It is the hardest to stand among the crowd and shout out how lonely you are feeling, either inside of you or simply by the way you are treated in a society. I will try and make it short for this first part. My aim is to sympa-write (if you are feeling the same as you read this along, and sympathise as if you were writing this) on loneliness and about loneliness, a cancerous phenomenon caused by our existence in a minuscule fraction of time. Not that we blame time, but that we question our existence in time.
You hear the words “lonely” from those who are, and who can be, by definition, lonely; which comes to no surprise. But you hear the same word from a happy, extremely social, and by stereotypical definition “successful”, which is a huge surprise. It is as real as I heard it from a friend last week:
“What is the meaning of life?” oh, don’t get me wrong. I’m not suicidal or anything; it’s just that I often ask myself what’s the solution to all the things I can’t change…”
She was right; we know a few things about the life we are living, like “we often can’t change what bothers us”, “we are often bemused with the phenomena we experience when we are alone”, and many more. But there is a side that we do not know, or if I am honest with you, we will never know, like, “what if I have made the wrong decision in choosing to live with a partner, choosing a career, or choosing a certain group of friends”. Or worse, what if all I am doing is to escape the reality that deep down, I am lonely, and all this is for me, a form of entertainment. And the thought comes in, slowly but steadily. Now, unlike what you would have imagined, or expected to read here, I will not be writing about the definition of loneliness in this first part. I will write what I would have written in the last part; that we must enjoy the feeling of being lonely, because like many other things we have, and we are not grateful for, loneliness comes to us as a precious gift, with hard work, and days of grief, lethargy and many more of these feelings that I will write on in the next parts under loneliness.
As I promised, I am making this simple and short.
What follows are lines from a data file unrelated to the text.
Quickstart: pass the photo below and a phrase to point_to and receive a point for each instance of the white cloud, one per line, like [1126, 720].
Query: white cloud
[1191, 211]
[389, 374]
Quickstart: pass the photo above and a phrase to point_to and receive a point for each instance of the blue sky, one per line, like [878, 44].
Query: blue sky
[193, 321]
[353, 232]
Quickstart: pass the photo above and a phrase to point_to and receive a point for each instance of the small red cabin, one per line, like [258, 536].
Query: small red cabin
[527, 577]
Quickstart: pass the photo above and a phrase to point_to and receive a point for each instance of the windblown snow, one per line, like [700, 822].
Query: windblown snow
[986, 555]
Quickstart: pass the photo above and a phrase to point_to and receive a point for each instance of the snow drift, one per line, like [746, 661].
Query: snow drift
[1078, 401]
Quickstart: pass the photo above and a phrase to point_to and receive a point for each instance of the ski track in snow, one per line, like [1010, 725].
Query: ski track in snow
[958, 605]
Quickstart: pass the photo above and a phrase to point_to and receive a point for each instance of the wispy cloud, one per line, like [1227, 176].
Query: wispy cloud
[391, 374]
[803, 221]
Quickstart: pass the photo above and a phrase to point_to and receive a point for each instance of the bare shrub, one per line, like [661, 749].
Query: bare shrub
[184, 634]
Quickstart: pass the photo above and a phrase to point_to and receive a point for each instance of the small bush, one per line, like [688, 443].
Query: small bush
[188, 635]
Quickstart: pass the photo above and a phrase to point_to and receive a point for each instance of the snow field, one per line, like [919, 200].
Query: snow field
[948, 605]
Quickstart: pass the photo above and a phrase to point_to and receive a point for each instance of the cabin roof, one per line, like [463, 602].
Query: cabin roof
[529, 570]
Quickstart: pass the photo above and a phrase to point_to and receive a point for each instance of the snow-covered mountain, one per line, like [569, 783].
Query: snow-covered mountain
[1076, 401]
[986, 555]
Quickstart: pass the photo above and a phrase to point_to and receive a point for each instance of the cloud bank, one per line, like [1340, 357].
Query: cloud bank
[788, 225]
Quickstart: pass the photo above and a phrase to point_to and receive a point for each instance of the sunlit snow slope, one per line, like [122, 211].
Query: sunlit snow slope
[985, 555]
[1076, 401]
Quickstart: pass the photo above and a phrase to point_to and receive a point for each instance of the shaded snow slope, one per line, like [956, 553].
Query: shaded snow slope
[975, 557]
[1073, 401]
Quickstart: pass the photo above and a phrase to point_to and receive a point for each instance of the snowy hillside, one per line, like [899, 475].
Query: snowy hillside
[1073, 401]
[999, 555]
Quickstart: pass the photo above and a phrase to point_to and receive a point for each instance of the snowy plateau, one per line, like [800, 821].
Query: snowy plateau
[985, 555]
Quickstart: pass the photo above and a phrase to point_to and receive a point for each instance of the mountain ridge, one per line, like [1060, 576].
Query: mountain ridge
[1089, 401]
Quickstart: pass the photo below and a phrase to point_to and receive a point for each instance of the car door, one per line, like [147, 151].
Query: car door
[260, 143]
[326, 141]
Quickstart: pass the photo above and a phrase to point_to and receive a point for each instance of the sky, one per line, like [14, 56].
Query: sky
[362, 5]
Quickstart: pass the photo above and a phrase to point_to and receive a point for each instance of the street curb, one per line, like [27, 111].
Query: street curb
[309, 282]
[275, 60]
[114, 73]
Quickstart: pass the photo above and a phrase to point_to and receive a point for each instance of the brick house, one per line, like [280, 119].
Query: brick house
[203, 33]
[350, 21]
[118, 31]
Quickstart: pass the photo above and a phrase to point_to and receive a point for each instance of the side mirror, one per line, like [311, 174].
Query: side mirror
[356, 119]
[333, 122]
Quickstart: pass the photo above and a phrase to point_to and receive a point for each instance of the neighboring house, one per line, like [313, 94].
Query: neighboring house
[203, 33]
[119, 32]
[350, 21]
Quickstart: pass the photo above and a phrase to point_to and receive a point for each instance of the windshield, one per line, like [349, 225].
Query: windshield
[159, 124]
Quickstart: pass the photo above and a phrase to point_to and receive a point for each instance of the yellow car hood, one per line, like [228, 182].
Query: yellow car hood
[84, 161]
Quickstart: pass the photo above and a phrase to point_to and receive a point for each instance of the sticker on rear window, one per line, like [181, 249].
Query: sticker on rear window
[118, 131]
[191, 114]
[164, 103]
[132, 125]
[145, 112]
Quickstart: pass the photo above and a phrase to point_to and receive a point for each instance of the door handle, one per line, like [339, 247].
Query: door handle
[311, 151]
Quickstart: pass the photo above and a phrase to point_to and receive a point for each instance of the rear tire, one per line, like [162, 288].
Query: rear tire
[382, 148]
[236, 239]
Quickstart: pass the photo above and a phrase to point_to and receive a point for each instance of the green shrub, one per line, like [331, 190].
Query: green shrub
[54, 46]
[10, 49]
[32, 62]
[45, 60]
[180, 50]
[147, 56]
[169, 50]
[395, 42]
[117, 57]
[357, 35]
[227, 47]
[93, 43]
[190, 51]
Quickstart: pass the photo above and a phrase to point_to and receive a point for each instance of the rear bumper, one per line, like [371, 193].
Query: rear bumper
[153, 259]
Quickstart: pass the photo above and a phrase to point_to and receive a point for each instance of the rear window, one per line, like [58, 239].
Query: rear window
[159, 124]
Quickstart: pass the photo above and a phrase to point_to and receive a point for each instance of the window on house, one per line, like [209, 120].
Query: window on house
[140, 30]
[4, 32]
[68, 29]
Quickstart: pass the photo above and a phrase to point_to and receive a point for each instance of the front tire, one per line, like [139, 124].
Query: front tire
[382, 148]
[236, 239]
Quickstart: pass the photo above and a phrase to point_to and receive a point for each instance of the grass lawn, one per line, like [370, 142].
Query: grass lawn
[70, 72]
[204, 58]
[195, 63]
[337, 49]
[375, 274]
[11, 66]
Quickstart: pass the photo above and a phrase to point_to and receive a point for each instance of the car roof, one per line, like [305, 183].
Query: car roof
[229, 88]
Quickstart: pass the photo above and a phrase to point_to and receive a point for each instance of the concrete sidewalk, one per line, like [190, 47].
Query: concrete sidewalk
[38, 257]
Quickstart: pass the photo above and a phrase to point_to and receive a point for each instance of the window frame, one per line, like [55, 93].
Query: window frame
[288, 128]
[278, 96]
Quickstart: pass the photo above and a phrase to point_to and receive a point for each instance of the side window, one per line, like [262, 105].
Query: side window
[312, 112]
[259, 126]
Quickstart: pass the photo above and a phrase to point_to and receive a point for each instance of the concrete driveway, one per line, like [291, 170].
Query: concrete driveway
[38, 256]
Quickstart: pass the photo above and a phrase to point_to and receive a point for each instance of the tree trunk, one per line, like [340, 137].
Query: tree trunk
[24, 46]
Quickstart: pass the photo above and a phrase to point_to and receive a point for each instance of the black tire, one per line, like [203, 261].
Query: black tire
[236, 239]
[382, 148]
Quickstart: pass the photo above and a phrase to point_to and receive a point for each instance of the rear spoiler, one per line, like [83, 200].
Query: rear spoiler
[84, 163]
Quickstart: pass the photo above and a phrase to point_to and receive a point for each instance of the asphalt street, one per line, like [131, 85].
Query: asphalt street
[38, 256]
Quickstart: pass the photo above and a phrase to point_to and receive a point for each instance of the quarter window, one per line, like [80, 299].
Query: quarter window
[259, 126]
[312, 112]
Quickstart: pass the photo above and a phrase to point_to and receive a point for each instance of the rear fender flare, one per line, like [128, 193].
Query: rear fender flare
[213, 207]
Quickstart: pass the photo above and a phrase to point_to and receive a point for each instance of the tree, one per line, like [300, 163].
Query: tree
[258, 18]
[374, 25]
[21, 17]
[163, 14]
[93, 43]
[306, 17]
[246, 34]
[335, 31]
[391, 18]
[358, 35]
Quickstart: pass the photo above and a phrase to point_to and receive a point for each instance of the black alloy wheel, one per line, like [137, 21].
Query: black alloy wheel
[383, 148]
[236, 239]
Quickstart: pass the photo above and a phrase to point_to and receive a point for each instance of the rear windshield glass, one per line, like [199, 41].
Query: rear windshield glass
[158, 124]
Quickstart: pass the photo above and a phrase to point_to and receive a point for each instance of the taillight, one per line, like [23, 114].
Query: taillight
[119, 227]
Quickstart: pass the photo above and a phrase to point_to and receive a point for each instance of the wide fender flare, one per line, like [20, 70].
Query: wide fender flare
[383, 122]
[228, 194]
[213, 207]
Perhaps this fairly short quote by Charles Bukowski is aligned with our sympa-writing here:
“I’ve never been lonely. I’ve been in a room — I’ve felt suicidal. I’ve been depressed. I’ve felt awful — awful beyond all — but I never felt that one other person could enter that room and cure what was bothering me…or that any number of people could enter that room. In other words, loneliness is something I’ve never been bothered with because I’ve always had this terrible itch for solitude. It’s being at a party, or at a stadium full of people cheering for something, that I might feel loneliness. I’ll quote Ibsen, “The strongest men are the most alone.” I’ve never thought, “Well, some beautiful blonde will come in here and give me a fuck-job, rub my balls, and I’ll feel good.” No, that won’t help. You know the typical crowd, “Wow, it’s Friday night, what are you going to do? Just sit there?” Well, yeah. Because there’s nothing out there. It’s stupidity. Stupid people mingling with stupid people. Let them stupidify themselves. I’ve never been bothered with the need to rush out into the night. I hid in bars, because I didn’t want to hide in factories. That’s all. Sorry for all the millions, but I’ve never been lonely. I like myself. I’m the best form of entertainment I have. Let’s drink more wine!” (From GoodReads)
Whether you are sitting at your desk reading these, or you are just about to keyboard-punch me or Bukowski for speaking what we feel, or you are contemplating on these words, I hope you found all this somehow relevant. Put your thoughts and comments here, but please don’t stupidify yourself in any way.